I recently had some downtime and decided that I was going to give my website a quick once over. I ran the site through PageSpeed Insights and it came back with a score of… 15. Which is, to be honest, absolutely terrible. Digging through the list of errors, and there were a couple of quick fixes that stood out that could be addressed fairly quickly. I’ll get to them in a later post, but even after fixing these glaring issues, PageSpeed’s score only went up 1 or 2 points. In other words, the changes didn’t even make a dent in the performance of the site.

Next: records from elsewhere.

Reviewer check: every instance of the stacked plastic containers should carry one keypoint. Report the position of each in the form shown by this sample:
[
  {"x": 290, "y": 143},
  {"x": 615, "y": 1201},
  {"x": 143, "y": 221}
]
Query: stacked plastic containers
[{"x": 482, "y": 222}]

Discovering what was slowing down my site
I then turned to the network tab in Google Chrome, to see if something stood out. I came across a network request for /wp-json/contact-form-7/****/refill‘. This request took a whole second to finish, and the data returned was as far as I could tell, empty. So why was this request taking a whole second to finish and not returning anything?

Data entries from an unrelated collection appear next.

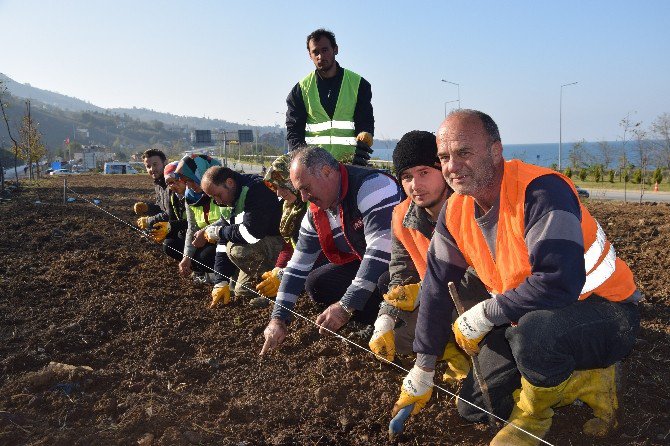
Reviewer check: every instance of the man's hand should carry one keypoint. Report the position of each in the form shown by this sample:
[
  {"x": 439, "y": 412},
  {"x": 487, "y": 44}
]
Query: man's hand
[
  {"x": 274, "y": 333},
  {"x": 211, "y": 234},
  {"x": 220, "y": 292},
  {"x": 141, "y": 208},
  {"x": 403, "y": 297},
  {"x": 143, "y": 222},
  {"x": 199, "y": 239},
  {"x": 333, "y": 318},
  {"x": 470, "y": 328},
  {"x": 365, "y": 137},
  {"x": 417, "y": 387},
  {"x": 382, "y": 342},
  {"x": 361, "y": 154},
  {"x": 159, "y": 231},
  {"x": 269, "y": 286},
  {"x": 185, "y": 267}
]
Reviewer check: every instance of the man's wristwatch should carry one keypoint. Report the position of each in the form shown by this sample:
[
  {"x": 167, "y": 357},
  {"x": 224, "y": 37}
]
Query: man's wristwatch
[{"x": 349, "y": 310}]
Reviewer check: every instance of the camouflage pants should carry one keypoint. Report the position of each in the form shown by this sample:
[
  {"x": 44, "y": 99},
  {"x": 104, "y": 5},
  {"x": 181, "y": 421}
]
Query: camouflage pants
[{"x": 250, "y": 260}]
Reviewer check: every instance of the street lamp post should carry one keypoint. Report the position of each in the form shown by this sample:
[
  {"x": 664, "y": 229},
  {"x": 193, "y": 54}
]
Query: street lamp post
[
  {"x": 445, "y": 106},
  {"x": 459, "y": 90},
  {"x": 560, "y": 124}
]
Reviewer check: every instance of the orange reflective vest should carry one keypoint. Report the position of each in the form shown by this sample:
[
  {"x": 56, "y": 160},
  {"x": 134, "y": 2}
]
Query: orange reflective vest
[
  {"x": 606, "y": 274},
  {"x": 414, "y": 241}
]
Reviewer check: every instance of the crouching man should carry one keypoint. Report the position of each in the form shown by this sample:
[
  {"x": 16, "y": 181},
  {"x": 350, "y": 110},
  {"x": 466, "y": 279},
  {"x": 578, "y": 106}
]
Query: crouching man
[
  {"x": 349, "y": 219},
  {"x": 562, "y": 310}
]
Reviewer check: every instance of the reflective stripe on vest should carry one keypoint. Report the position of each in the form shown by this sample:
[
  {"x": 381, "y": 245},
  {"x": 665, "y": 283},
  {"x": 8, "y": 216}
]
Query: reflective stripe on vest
[
  {"x": 336, "y": 135},
  {"x": 414, "y": 242},
  {"x": 606, "y": 274},
  {"x": 205, "y": 217}
]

Searching for this URL yielded a WordPress support thread, discussing the issue. Here other users of a plugin called Contact Form 7 asks why this is happening and why it is slowing down their sites so much. The author of the plugin explains in the thread that this happens when you have caching installed and this forces the CAPTCHA images to be refreshed. However, the response doesn’t really address the issue, in that there isn’t really a fix for it. I’m not even sure if disabling page-caching would solve this.
Addressing the problem
Searching around some more, I discovered WP FIX IT. They advocate for dropping the plugin altogether due to this error. And that is what I did. I changed the contact form to WP Forms, and my PageSpeed score increased by about 30-40 points.
I will note that in the WordPress support thread mentioned above, there are instructions for how to change the underlying PHP code, to stop this action from occurring. However, I can only assume that this code change is required whenever you update the plugin. Furthermore, I am not a big proponent of changing somebody else’s code without knowing what it does and how it affects the rest of the code base.